Paper Presentation in a Themed Session
Fiona Moola  

Since the dawn of time, people have engaged in storytelling as a means to convey information and promote understanding. In this way, storytelling is perennial to the human condition. The stories of young people with life-shortening conditions, however — such as cystic fibrosis and muscular dystrophy — most often go unheard in contemporary cultures. Rather, “medical experts” — housed in the biomedical canon — most often speak on their behalf. Young people with life-shortening conditions lack agency to the form and means of self- representation and identity development in contemporary society. In this paper, I reflect on the process and outcome of Telling my Tale, that is, a national storybook writing and illustration study for young people with cystic fibrosis and muscular dystrophy in Canada. In so doing, I will not only showcase their illustrations and narratives but discuss their broader significance to society and culture. In particular, I will unpack the merits and pitfalls of the participatory storybook writing and drawing methodology, the role of participants images and narratives in identity construction and reconstruction, and how this particular art and creative writing platform can promote dialogue and understanding about the lives of young people with life-shortening conditions. Maya Angelou once said that “there is no greater agony than bearing an untold story inside you.” It is also hoped that this presentation provides a platform for the audience to bear witness to the complex stories and art of young people with life-shortening conditions.

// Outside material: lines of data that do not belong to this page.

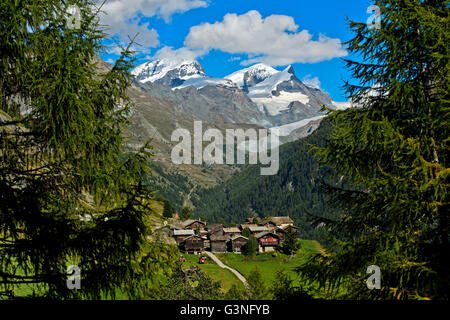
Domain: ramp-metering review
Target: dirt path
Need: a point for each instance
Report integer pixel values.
(224, 266)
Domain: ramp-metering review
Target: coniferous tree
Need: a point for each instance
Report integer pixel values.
(70, 193)
(290, 244)
(168, 210)
(392, 151)
(251, 247)
(185, 213)
(257, 289)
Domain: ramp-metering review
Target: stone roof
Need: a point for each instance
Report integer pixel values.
(191, 221)
(282, 220)
(238, 236)
(264, 233)
(218, 238)
(258, 229)
(183, 232)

Healing Wounds and Changing Lives: A Study of Dance Movement Therapy in India

Paper Presentation in a Themed Session
Arudhra Krishnaswamy  

There has been a lot of work on dance but the majority of it is still limited to the aesthetics and beauty of performing arts. We often fail to recognize that dance is just as powerful a therapeutic art as it is a performing art. This research project aims at expanding this field by understanding dance and its relationship to society, human rights and community development in India. My objective is to understand and discuss the ways in which dance and movement are used as a recovery method in India and how they aid in healing and rehabilitating an individual who has been through physical, mental or emotional trauma of some kind. In this presentation, I wish to share some of the significant case studies from my fieldwork that would highlight the benefits and challenges of using dance/movement as a healing tool for such individuals. The findings are a result of semi-structured interviews and participant observation sessions in three big cities of India namely Delhi, Kolkata and Chennai. Both dance/movement therapists as well as patients were interviewed so as to understand their life journeys and the ways in which dance has helped them overcome certain personal struggles. In so doing, the broad aim of this project is to throw light on the emancipatory role of performing arts. It is to examine how dancers that are socially committed can impact their communities using dance that is not only aesthetically engaging but could also be an effective means of social development.